10. Furono pubblicate dal Capitan Fracassa (non però per intiero) il 27 maggio 1883. L'autografo della prima, piegato in quattro, vidi conservato in una busta sulla quale Giovanni Cairoli aveva scritto: Lettera autografa di mio fratello Enrico (17 ottobre p. p.) da Orte. La lettera di Giovanni è scritta a lapis su di un foglietto piccolo di carta e non ha busta. Questa lettera probabilmente si trovava fra le carte del portafoglio di Enrico tolto a lui, dopo morto, da me e dal Campari e consegnato con la cintura, l'orologio ed altri oggetti a Giovannino il giorno 24 a Villa Glori poco prima della nostra cattura.
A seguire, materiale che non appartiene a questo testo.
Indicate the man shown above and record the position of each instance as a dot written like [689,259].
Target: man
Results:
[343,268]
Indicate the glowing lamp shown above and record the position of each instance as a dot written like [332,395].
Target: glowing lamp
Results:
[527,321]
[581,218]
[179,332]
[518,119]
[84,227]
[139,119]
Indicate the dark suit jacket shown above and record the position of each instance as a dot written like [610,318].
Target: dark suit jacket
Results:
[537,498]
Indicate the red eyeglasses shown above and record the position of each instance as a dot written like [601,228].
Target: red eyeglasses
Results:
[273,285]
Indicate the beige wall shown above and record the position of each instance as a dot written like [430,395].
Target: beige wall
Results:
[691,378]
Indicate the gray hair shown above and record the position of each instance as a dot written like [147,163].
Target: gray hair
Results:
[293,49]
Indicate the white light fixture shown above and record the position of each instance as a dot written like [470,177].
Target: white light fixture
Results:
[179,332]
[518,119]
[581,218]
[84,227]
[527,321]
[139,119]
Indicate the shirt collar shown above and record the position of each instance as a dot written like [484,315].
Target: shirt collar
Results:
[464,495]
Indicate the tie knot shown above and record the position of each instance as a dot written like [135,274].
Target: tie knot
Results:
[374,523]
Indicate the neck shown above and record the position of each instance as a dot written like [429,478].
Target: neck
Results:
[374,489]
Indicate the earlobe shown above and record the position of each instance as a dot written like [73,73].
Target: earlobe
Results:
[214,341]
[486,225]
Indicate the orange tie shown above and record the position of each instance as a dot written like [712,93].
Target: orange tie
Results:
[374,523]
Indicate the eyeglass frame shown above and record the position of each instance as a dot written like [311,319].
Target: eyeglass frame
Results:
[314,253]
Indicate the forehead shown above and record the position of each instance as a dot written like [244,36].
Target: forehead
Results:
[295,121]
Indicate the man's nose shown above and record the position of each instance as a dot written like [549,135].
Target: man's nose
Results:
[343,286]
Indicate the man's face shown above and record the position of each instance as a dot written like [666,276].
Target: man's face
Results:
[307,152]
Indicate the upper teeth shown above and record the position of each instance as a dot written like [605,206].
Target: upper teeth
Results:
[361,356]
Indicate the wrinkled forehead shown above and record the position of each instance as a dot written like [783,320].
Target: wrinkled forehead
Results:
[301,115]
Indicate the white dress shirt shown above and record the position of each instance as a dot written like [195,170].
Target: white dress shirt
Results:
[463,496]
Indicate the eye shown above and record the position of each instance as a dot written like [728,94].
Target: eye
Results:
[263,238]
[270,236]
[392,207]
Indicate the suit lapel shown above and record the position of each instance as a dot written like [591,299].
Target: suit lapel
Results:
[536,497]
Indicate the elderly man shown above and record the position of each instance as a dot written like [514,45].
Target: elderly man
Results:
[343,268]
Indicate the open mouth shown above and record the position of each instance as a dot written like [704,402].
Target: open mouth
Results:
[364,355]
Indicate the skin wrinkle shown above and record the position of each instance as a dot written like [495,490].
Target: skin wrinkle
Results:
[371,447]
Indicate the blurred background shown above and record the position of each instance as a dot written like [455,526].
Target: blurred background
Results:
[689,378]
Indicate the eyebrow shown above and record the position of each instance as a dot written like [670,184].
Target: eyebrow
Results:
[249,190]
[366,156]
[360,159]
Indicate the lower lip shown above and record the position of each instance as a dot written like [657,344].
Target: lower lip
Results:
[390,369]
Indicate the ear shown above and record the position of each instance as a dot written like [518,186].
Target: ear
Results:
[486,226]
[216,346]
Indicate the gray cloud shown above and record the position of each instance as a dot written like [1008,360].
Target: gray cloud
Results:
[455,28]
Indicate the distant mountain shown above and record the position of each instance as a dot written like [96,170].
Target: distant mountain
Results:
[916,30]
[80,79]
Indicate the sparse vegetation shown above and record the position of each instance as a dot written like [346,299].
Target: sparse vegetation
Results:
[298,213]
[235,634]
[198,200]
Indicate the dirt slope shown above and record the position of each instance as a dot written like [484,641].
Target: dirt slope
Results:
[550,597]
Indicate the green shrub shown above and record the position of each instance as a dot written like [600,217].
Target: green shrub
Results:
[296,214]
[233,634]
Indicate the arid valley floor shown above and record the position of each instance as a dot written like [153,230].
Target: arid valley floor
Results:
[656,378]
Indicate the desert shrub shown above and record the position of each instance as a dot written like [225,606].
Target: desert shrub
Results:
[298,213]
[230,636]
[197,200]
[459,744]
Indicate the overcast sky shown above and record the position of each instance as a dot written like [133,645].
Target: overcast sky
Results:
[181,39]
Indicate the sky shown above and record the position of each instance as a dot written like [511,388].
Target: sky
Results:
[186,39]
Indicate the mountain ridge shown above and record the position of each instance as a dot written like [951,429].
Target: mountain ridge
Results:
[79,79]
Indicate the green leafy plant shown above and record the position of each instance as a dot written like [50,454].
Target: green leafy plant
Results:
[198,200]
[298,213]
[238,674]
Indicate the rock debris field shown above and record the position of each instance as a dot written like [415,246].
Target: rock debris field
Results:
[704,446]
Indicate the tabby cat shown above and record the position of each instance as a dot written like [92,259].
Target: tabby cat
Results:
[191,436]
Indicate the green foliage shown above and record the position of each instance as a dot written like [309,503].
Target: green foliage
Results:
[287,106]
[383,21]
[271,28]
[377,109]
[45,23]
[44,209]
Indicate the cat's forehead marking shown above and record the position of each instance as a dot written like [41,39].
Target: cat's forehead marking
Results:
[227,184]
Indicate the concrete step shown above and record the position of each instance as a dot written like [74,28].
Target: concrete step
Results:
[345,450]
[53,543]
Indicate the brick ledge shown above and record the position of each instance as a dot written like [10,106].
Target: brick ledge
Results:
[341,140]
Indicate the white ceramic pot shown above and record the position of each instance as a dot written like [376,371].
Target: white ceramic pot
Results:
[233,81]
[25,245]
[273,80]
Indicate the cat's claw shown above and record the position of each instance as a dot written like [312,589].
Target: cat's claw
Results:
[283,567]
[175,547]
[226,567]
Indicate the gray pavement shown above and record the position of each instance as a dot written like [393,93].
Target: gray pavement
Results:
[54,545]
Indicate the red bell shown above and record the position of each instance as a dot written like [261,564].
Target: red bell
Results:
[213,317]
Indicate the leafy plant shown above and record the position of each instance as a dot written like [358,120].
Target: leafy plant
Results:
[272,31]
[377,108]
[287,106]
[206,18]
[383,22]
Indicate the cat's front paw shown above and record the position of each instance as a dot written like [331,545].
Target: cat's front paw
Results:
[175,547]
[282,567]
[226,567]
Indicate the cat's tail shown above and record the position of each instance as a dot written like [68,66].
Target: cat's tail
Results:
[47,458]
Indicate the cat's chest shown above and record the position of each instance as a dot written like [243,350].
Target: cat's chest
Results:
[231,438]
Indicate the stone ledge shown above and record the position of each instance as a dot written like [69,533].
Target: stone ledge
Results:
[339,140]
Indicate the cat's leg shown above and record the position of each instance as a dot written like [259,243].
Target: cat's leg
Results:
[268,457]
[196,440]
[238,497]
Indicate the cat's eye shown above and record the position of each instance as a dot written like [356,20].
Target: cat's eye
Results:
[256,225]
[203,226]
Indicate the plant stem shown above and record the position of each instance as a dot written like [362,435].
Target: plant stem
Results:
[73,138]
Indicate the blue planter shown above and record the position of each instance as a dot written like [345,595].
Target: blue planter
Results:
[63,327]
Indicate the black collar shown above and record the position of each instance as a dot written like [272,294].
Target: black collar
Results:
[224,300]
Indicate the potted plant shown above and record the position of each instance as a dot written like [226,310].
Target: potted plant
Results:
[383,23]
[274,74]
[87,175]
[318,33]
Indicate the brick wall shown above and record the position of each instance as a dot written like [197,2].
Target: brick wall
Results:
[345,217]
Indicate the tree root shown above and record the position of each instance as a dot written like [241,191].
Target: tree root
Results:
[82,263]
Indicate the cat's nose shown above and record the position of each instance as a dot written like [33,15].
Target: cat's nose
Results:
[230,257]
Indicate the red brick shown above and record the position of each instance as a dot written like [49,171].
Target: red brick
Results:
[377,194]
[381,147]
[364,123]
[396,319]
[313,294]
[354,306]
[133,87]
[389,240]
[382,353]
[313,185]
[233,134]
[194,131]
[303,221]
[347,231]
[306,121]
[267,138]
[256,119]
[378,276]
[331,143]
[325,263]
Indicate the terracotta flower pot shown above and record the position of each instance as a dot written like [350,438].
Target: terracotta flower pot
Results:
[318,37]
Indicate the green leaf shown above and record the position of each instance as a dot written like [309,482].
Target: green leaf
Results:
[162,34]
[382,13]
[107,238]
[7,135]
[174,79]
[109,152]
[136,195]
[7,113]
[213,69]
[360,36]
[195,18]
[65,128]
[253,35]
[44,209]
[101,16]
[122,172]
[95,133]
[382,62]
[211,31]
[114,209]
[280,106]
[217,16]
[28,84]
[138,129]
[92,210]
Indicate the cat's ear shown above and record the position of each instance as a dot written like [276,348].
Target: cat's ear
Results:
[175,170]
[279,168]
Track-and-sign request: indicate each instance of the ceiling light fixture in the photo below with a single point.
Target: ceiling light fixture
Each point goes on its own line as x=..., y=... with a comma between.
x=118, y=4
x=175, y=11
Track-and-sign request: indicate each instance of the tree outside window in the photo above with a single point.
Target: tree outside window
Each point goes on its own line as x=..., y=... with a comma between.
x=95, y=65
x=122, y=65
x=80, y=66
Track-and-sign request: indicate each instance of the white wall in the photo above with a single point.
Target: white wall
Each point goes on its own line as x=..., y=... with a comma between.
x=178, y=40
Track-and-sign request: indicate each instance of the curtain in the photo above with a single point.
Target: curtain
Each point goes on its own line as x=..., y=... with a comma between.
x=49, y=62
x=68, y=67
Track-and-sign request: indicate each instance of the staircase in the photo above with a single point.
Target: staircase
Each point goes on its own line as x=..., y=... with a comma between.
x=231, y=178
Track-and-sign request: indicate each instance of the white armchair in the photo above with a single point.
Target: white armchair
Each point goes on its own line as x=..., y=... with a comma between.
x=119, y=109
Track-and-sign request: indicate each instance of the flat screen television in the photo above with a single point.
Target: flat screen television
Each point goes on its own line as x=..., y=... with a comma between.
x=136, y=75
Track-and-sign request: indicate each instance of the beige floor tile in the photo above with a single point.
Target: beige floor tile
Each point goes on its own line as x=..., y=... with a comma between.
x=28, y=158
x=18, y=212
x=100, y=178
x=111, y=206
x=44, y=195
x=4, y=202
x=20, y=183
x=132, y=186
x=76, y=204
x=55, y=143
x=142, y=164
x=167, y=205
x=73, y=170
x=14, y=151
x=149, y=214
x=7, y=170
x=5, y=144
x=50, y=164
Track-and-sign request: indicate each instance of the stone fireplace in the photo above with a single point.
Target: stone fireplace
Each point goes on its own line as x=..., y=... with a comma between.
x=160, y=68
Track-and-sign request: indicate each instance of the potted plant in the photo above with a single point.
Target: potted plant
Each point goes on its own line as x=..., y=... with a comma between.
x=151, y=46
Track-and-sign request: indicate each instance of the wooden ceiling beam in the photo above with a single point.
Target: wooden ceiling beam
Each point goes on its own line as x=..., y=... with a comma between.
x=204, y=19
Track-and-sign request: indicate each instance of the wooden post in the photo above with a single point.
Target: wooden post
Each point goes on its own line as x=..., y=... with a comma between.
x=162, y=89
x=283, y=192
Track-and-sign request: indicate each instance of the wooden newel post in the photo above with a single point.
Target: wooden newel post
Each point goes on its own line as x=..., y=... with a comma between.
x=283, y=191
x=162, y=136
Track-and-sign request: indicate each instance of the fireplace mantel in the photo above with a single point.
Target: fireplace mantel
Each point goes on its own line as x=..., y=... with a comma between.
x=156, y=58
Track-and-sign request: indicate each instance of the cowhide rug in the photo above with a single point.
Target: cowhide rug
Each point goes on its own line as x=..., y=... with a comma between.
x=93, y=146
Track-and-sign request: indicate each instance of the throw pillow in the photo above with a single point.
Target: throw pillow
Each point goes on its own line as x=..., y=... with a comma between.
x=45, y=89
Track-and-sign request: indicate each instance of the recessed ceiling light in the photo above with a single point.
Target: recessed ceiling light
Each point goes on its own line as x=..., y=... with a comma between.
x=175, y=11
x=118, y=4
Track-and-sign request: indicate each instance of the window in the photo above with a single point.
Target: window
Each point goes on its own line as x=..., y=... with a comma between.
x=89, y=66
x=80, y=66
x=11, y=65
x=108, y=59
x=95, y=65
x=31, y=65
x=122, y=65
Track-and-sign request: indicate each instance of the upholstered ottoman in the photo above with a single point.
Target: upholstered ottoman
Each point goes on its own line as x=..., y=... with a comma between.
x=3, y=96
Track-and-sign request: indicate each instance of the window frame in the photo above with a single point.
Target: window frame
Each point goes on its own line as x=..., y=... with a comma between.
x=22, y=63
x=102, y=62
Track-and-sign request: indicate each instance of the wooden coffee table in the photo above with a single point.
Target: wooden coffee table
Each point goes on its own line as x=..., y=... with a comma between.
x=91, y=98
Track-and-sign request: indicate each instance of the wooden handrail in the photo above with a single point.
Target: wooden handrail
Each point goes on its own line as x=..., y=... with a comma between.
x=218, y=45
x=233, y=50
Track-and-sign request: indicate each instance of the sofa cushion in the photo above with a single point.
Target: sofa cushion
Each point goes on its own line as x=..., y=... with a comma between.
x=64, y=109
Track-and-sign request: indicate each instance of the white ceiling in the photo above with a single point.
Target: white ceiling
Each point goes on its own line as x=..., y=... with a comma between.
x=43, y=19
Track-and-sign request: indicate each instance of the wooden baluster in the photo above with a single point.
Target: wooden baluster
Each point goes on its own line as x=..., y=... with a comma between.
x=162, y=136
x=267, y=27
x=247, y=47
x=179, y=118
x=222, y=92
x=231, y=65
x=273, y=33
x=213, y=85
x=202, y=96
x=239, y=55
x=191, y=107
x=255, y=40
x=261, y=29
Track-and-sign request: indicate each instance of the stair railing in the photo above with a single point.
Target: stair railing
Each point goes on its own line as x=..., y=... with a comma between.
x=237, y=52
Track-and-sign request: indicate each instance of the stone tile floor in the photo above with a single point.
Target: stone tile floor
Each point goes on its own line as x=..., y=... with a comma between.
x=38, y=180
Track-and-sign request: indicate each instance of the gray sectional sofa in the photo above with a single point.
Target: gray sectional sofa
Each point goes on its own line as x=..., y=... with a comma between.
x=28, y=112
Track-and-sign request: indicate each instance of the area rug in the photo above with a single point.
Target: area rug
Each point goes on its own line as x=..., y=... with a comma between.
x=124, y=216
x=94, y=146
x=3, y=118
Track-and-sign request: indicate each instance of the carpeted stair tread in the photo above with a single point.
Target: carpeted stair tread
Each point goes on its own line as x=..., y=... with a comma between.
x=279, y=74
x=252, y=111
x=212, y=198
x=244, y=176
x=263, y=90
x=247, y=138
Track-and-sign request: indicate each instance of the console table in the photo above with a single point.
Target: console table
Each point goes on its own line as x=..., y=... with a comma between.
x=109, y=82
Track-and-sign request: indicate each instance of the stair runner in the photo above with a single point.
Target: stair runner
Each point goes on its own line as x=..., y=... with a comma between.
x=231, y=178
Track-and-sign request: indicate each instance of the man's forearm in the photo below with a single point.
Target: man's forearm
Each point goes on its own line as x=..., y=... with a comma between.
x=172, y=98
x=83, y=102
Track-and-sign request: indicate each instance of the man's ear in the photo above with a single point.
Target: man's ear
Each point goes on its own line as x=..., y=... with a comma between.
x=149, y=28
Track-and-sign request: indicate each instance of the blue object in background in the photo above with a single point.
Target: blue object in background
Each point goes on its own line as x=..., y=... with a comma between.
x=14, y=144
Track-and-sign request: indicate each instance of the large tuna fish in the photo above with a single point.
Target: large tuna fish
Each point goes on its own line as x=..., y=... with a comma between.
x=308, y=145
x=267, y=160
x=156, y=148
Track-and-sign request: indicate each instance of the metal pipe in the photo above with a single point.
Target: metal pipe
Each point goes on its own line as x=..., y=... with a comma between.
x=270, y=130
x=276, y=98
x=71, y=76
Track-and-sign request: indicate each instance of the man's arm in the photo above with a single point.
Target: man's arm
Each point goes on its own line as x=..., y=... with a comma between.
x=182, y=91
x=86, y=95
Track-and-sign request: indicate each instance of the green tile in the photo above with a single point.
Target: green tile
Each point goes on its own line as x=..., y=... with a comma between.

11. Allude al taglio della ferrovia operato ad Orte dal Ghirelli.

12. La prima idea dei Cairoli era che la banda non superasse i sessanta uomini. Vedi in proposito più avanti al cap. VIII, nonchè l'opuscolo di E. Cairoli: La spedizione ai Monti Parioli.

13.

Dove che dietro a noi c'era pe' scorta

N'onibussetto tutto sganghenato,

Dov'uno ce montava un po' pe' vorta

Pascarella, Villa Gloria, sonetto II.

14. Il castello e feudo di Cantalupo apparteneva al principe Vaini che morì senza successione. Poscia passò in potere dei Lante; presentemente è posseduto dal barone Commini.